Spring is an application framework, which means that instead of choosing when to invoke it from your application, you choose when it invokes your application code. This pattern of software development is called Inversion of Control (IoC), and it’s powerful because it allows developers to develop specialized application components and use Spring to connect them with each other using dependency injection. This is good for clean, separated code and for code reuse. This is evident when looking at the vast number of Spring modules and Spring-integrated third-party tools that are available. This course focuses on a few of them:

  • Spring MVC, a generic web controller library for Spring that supports a wide variety of utilities to simplify the handling of HTTP requests
  • Thymeleaf, a third party template engine that can integrate with Spring MVC to simplify the generation of web pages as responses to HTTP requests
  • Spring Security, a generic authentication library for Spring that can integrate with many different credential sources and authentication protocols to automatically manage request authentication and security contexts
  • MyBatis, a third-party database access library that provides simple SQL/Java mapping tools that can be defined in Spring components

The End of Boilerplate: Spring Boot

So Spring adds a lot of features, but it still sounds like a lot of configuration. We still have to deploy it to an application server, right? And we still have to create a servlet for Spring to live in. It also sounds like getting all of these modules and utilities to work together might take some work.

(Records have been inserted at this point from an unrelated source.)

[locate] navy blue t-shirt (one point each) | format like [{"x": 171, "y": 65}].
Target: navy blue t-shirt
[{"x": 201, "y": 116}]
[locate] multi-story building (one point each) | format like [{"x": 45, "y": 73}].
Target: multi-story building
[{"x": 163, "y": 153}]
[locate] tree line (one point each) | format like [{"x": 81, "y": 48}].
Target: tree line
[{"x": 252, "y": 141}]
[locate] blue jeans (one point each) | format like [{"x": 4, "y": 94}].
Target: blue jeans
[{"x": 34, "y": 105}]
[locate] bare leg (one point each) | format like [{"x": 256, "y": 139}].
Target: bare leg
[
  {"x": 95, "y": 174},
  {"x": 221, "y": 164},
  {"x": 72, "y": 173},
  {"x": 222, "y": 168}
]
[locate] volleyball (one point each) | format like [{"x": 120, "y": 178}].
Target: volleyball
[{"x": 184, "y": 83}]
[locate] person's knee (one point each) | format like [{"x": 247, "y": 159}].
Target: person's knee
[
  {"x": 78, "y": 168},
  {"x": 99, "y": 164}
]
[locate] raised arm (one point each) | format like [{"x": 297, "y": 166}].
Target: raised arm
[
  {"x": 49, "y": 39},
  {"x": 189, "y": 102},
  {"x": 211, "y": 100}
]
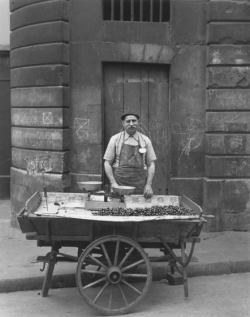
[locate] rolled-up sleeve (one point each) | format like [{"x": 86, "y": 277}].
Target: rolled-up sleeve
[
  {"x": 150, "y": 155},
  {"x": 110, "y": 151}
]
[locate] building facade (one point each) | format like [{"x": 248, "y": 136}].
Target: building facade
[
  {"x": 5, "y": 131},
  {"x": 183, "y": 65}
]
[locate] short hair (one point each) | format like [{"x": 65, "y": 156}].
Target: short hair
[{"x": 123, "y": 117}]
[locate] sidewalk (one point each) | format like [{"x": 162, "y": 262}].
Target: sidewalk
[{"x": 217, "y": 253}]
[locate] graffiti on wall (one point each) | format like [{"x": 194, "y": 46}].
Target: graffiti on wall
[
  {"x": 191, "y": 136},
  {"x": 38, "y": 164}
]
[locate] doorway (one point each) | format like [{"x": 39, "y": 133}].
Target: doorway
[{"x": 143, "y": 89}]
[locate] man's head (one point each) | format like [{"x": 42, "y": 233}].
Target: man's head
[{"x": 130, "y": 123}]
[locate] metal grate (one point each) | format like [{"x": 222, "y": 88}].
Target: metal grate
[{"x": 136, "y": 10}]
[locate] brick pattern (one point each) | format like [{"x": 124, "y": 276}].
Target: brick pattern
[
  {"x": 226, "y": 193},
  {"x": 39, "y": 62}
]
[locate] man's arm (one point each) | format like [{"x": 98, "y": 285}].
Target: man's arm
[
  {"x": 148, "y": 191},
  {"x": 109, "y": 172}
]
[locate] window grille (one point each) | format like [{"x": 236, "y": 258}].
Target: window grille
[{"x": 136, "y": 10}]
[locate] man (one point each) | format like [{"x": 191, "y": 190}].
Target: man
[{"x": 129, "y": 158}]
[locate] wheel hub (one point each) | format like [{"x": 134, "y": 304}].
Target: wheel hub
[{"x": 114, "y": 275}]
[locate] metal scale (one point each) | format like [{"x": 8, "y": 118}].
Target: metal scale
[{"x": 92, "y": 187}]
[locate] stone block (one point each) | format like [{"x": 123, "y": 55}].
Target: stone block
[
  {"x": 121, "y": 51},
  {"x": 87, "y": 159},
  {"x": 50, "y": 32},
  {"x": 228, "y": 54},
  {"x": 188, "y": 21},
  {"x": 42, "y": 12},
  {"x": 189, "y": 163},
  {"x": 228, "y": 166},
  {"x": 152, "y": 33},
  {"x": 136, "y": 32},
  {"x": 16, "y": 4},
  {"x": 86, "y": 67},
  {"x": 228, "y": 77},
  {"x": 228, "y": 11},
  {"x": 4, "y": 65},
  {"x": 40, "y": 117},
  {"x": 84, "y": 96},
  {"x": 228, "y": 33},
  {"x": 228, "y": 201},
  {"x": 232, "y": 143},
  {"x": 33, "y": 97},
  {"x": 80, "y": 177},
  {"x": 187, "y": 126},
  {"x": 41, "y": 139},
  {"x": 5, "y": 130},
  {"x": 228, "y": 99},
  {"x": 54, "y": 53},
  {"x": 23, "y": 186},
  {"x": 87, "y": 24},
  {"x": 190, "y": 187},
  {"x": 228, "y": 122},
  {"x": 5, "y": 187},
  {"x": 86, "y": 125},
  {"x": 49, "y": 75},
  {"x": 59, "y": 160}
]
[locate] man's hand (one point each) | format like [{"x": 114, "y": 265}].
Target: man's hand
[{"x": 148, "y": 191}]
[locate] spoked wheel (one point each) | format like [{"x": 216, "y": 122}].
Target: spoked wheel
[{"x": 114, "y": 290}]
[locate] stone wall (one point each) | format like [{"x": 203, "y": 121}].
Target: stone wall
[
  {"x": 227, "y": 186},
  {"x": 5, "y": 153},
  {"x": 39, "y": 63}
]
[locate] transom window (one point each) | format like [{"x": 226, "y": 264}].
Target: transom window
[{"x": 136, "y": 10}]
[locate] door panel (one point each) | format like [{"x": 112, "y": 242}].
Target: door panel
[{"x": 140, "y": 88}]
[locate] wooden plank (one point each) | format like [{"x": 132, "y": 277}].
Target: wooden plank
[
  {"x": 228, "y": 121},
  {"x": 228, "y": 144}
]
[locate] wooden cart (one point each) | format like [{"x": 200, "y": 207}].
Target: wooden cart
[{"x": 113, "y": 272}]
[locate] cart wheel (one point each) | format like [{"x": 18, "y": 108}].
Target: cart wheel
[{"x": 115, "y": 290}]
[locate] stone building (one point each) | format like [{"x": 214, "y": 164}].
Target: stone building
[
  {"x": 5, "y": 132},
  {"x": 183, "y": 65}
]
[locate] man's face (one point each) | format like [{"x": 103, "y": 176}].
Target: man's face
[{"x": 130, "y": 124}]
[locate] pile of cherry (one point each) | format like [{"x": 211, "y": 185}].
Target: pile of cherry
[{"x": 147, "y": 211}]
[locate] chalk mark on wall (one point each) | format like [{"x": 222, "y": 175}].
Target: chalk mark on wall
[
  {"x": 17, "y": 137},
  {"x": 47, "y": 118},
  {"x": 81, "y": 128},
  {"x": 191, "y": 137}
]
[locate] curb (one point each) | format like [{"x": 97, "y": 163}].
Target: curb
[{"x": 159, "y": 272}]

In the past, Spring did require a lot of configuration, but over time, the development world has moved towards a convention-over-configuration approach. Spring Boot is a project that provides an a-la-cart Spring experience, complete with a web page for generating and downloading starter projects based on the application needs. Most Spring Boot applications today also contain an embedded application server with a default, pre-configured servlet definition. All you have to do to run your Spring-enabled code as a server is to run a main method.

With the rise of containerized architectures like Docker, this style of application development has become as popular as the pluggable application server, and in this course, we’ll be exclusively using this mode. However, if you do want to deploy your Spring Boot application to a traditional application server, there are built-in tools that allow you to package the application as a standard WAR file.

Key Terms

  • IoC: Inversion of Control, which is the practice of designing libraries as application runners. This allows developers to focus on application-specific logic and rely on IoC containers to connect application components with one another, eliminating a lot of boilerplate and encouraging a clean separation of development concerns.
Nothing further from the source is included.